MacLure, K.; Coulson, D.; Thomson, G.; Robertson, D.; MacDonald, C.; Dreischulte, T.; Radley, A.; MacLure, A.; Stewart, D.

Authors

K. MacLure

D. Coulson

G. Thomson

D. Robertson

C. MacDonald

T. Dreischulte

A. Radley

A. MacLure

D. Stewart



Abstract

Background and Objective: Community pharmacist access to aspects of patients' primary and secondary care electronic healthcare records (EHR) was piloted in NHS Tayside, Scotland. While policy makers and pharmacists are largely in favour of community pharmacist access, and there is an unmet service need based on GP workforce-workload evidence, the general public's perspectives of pharmacist EHR access had yet to be explored in Scotland.

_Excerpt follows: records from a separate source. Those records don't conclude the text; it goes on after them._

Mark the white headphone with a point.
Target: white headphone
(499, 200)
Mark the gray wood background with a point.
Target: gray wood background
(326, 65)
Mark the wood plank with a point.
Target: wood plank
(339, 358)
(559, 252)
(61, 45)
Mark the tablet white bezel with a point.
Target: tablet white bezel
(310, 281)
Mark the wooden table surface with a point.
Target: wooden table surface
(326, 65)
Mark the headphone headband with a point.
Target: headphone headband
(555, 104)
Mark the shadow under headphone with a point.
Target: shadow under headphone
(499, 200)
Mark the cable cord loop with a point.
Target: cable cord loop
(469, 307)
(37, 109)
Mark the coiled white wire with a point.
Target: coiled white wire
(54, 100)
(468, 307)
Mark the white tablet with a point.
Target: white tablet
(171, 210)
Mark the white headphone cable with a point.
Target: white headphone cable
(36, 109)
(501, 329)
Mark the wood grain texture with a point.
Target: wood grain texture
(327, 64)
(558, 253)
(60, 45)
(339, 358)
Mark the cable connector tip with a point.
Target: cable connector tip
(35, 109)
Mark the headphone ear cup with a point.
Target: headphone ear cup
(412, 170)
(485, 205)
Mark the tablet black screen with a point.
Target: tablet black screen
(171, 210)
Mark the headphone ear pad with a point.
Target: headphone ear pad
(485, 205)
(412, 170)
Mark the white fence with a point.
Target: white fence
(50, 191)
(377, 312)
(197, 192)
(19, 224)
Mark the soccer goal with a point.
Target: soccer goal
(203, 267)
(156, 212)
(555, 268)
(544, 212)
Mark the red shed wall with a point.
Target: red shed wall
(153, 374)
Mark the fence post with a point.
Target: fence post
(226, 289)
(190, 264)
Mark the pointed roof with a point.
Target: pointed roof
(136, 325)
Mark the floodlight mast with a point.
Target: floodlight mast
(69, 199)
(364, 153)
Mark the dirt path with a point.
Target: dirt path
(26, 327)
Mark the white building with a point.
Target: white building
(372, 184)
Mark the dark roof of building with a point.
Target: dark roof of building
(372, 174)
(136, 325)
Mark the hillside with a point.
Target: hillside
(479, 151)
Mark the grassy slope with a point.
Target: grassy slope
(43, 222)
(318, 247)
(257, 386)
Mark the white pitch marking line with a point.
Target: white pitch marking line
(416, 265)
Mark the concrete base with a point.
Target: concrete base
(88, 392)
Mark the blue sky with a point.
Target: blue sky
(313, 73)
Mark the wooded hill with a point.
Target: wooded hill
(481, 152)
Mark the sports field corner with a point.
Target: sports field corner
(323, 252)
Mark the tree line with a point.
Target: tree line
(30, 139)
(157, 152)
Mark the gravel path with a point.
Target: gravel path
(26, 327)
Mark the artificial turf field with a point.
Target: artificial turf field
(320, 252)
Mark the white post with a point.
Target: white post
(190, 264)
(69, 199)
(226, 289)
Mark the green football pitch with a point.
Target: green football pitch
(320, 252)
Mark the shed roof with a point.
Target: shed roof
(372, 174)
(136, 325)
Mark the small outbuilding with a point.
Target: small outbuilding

Objective: to determine the general public's perspectives of community pharmacist EHR access in NHS Tayside. Design: A survey methodology using paper-based questionnaires posted to a random sample of the general public in NHS Tayside (March-May 2017). Quantitative data were analysed using descriptive statistics (IBM SPSS version_21_). The study was approved by university Ethical Review Committee. Results: Of 1000 surveys distributed, 205 returned, (27 undeliverable), providing a response rate of 21%. Although some were unsure (23%; n = 47/203), most indicated their community pharmacist would be better able to recognise problems with medicines/healthcare given access to patients' EHR (63%; n = 127/203), knew why each medicine was prescribed (74%; n = 150/203), and thought that a long-term condition would make access to patient records essential (73%; n = 148/203). Few respondents were against/were non-committal on community pharmacists having read or read-and-write access to EHR. For example, the Emergency Care Summary (ECS) (13%; n = 27/201) where, if access were permitted, respondents preferred that consent should not be required on each and every occasion: ECS (73%; n = 148/203). Many felt access to patients' EHR would mean the pharmacist was better informed so could provide better care (68%; n = 136/200) and that mistakes were less likely to happen (71%; n = 142/200). Conclusion: Findings from this survey recognised community pharmacists could contribute more to improving patient care and safety, as part of the wider healthcare team, if they were better informed through access to patients' EHR. Enabling treatment of common clinical conditions in community pharmacy brings benefits to patients while reducing pressure on GP appointments. While there remain areas of uncertainty, and this is a small albeit representative sample from one area in Scotland, this study demonstrates support for community pharmacist access to patients' EHR with a preference for a simplified consent process.

Citation

MACLURE, K., COULSON, D., THOMSON, G., ROBERTSON, D., MACDONALD, C., DREISCHULTE, T., RADLEY, A., MACLURE, A. and STEWART, D. 2017. Community pharmacist clinical portal enabled access to aspects of patients' primary and secondary care EHR: exploring the general public's views in NHS Tayside. Presented at the 46th European symposium on clinical pharmacy: science meets practice: towards evidence-based clinical pharmacy services, 9-11 October 2017, Heidelberg, Germany.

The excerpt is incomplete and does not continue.